鼻づまりがあって呼吸がしにくい、周囲の人が感じているにおいを自分だけ感じられないといった自覚があれば、その原因を見極めるため、医療機関に相談されるようおすすめします。たとえば、パン屋さんやカレー屋さんなどの近くを通ったとき、自分がにおいを感じているかどうか意識してみると、症状に気付きやすくなります。症状に気付いたら、耳鼻咽喉科で早期に内視鏡検査を受け、炎症の状況および鼻茸の有無や状態を調べ、適切な治療を開始していただきたいと思います。
鼻は気道の最前線で外気と接するフィルターの役割を担い、私たちの体を守ってくれる大切な器官です。
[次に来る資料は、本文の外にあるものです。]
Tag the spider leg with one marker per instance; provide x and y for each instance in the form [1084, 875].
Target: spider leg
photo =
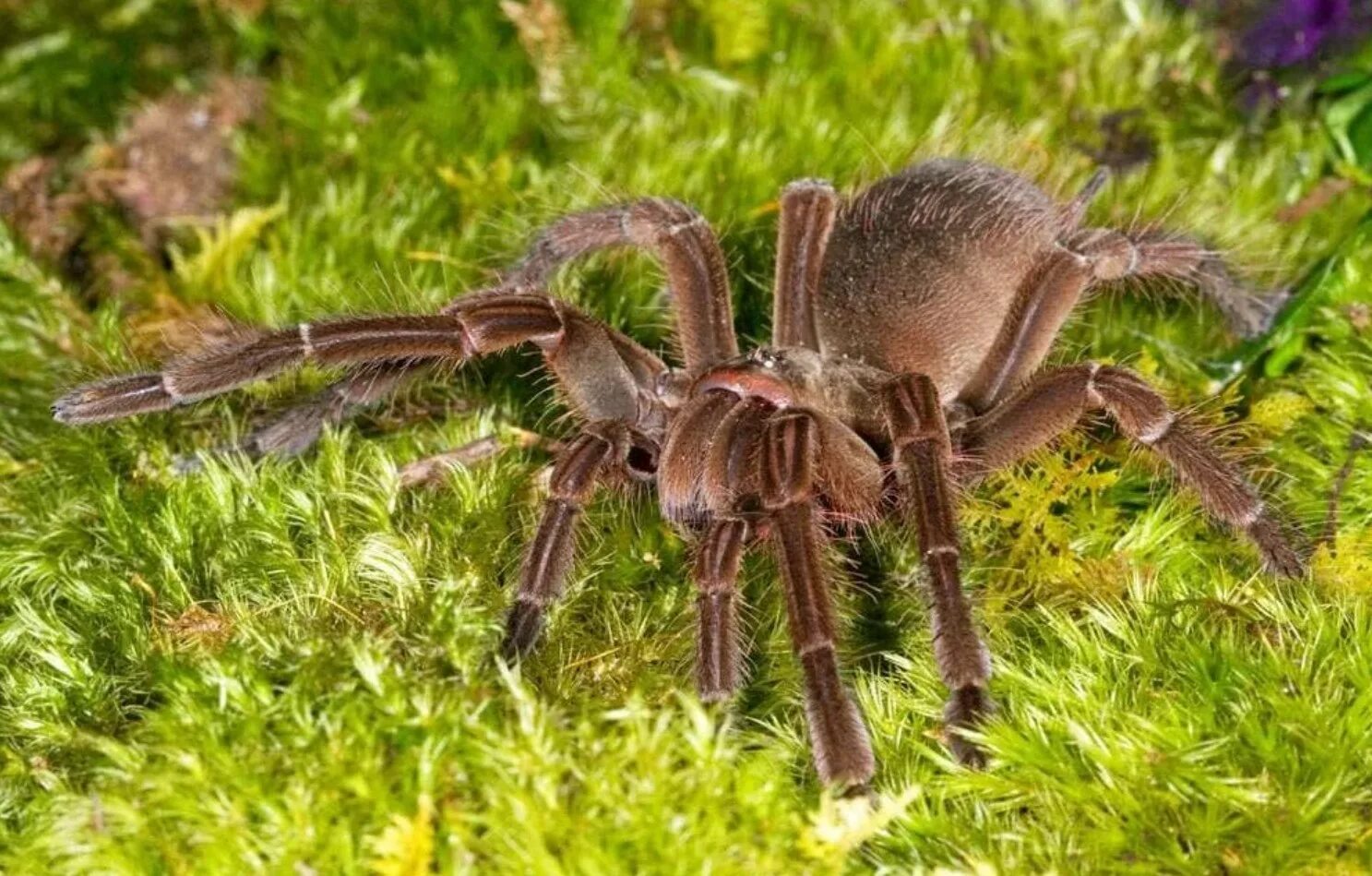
[730, 489]
[548, 559]
[698, 278]
[605, 375]
[718, 655]
[1058, 399]
[807, 219]
[923, 450]
[1088, 258]
[839, 738]
[1166, 256]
鼻の調子が悪くなるのは、アレルゲン(アレルギーを引き起こす物質)や細菌など、健康を脅かす異物の体内への侵入を阻んでくれているからです。しかし、鼻に負担をかけすぎると鼻炎や副鼻腔炎を起こし、自分自身が苦しい思いをすることになってしまいます。鼻の機能と健康のバランスを維持するには、最低限、息がスムーズに通る状態を保つことが大切になるでしょう。特に気管支喘息の方に嗅覚障害がある場合は、好酸球性副鼻腔炎である可能性が高いです。好酸球性副鼻腔炎の早期診断には、鼻づまりとともに嗅覚障害が重要な要素になりますので、違和感があれば早めに耳鼻咽喉科を受診してください。